BC: We live in a very critical world now. I’m not oblivious to criticism. I’ve always said you should be able to be criticized and complimented and never feel any way about either of them. When criticism comes from the right people and the right sources, when it’s valid or there is a grain of truth to it and you can learn from it and I take it to heart. I certainly pay attention to critics whose opinions I value and don’t have an ax to grind with my position on things. It’s amazing, I’ve gotten along with so many people in this game forever but the fact that I differ with them on the distance report, it’s almost like within the golf world you’re voting for Trump or Biden.
People feel that passionately about the distance issue with the USGA and R&A. I’m not sure I feel as adamantly against the rollback as people think I do. I just think that it seems that all the people that are in the architecture industry are for a rollback and I think the more difficult argument is why the game is better left alone.
I enjoy the more difficult argument. I enjoy trying to get to the bottom and to the truth of things but I tend to think that the most popular view doesn’t have a great record on a lot of things. It’s quite often wrong. So, I think, how is it wrong? I go and do research to discover if it is right or wrong, and try to figure a way to counter. That’s fun. I’ve always said we make progress by disputation and argument. That’s why the First Amendment is so important and the cancel culture is so bad. When you make arguments, they are never perfectly formed. Ever. They are imperfectly formed. You state an opinion and inevitably someone will know something that you don’t or think about it in a way that you don’t and will point out the errors in your opinion and so you reconvene and you try to make a better opinion, a more informed opinion and you stumble towards your better self and your better ideas.
The Cancel Culture is so ready to hold people accountable for arguments that are not perfectly formed and not perfectly stated. Listen, there’s no place in the world for racism and bigotry but in a world where people are preaching tolerance they should have some tolerance for people who make a mistake here or there for their phrasing of an argument. That’s why the First Amendment is so important. We should all take a deep breath.

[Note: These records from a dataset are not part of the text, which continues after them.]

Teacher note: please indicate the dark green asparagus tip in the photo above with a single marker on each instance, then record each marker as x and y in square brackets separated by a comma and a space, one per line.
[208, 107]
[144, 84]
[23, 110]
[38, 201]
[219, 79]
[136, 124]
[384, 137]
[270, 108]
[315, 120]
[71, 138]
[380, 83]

There’s the idea of the straw man. The opposite should be the case. You should make a steel man out of your opponents’ arguments and ideas. You should try to formulate the most perfect idea of what someone is saying in the most perfectly stated verbiage to hold up their idea in its best essence and say I get what you’re trying to say and how is it assailable, how is it wrong? That’s how you get better at everything.
GWK: If you could require every player on Tour to read one book, what would it be?
BC: I think the most important book I’ve read in informing me is Guns, Germs and Steel written by Jared Diamond. If school kids were made to read it in school, ignorance, bigotry and prejudice would be gone. I can hardly think of a more important book to read. The Gulag Archipelago by Aleksandr Solzhenitsyn, every American should read that book. Those books right there just inform you about why man is the way he is, keep you on guard for the malevolence in men and gives you a great philosophical foundation to go learn, study or think about or talk about whatever you want to talk about.
I’ve never come across anyone smarter than Friedrich Nietzsche. If I can get on a soap box for a minute, I think this generation feels entitled to be happy. I think that’s a very dangerous thought. Friedrich Nietzsche has a great line that he who has a why to live can bear almost any how. If you have meaning in your life then you can deal with adversity and stumble towards your better self. It’s a marvelous philosophical precept. No one deserves to be happy. If you’re lucky, you can find something that gives meaning to your life, which will then allow you to be happy. It’s not happiness. It’s meaning, which allows you to deal with adversity. Adversity is everywhere. You deal with it every day in large and small capacities. Those are books that mean a lot to me.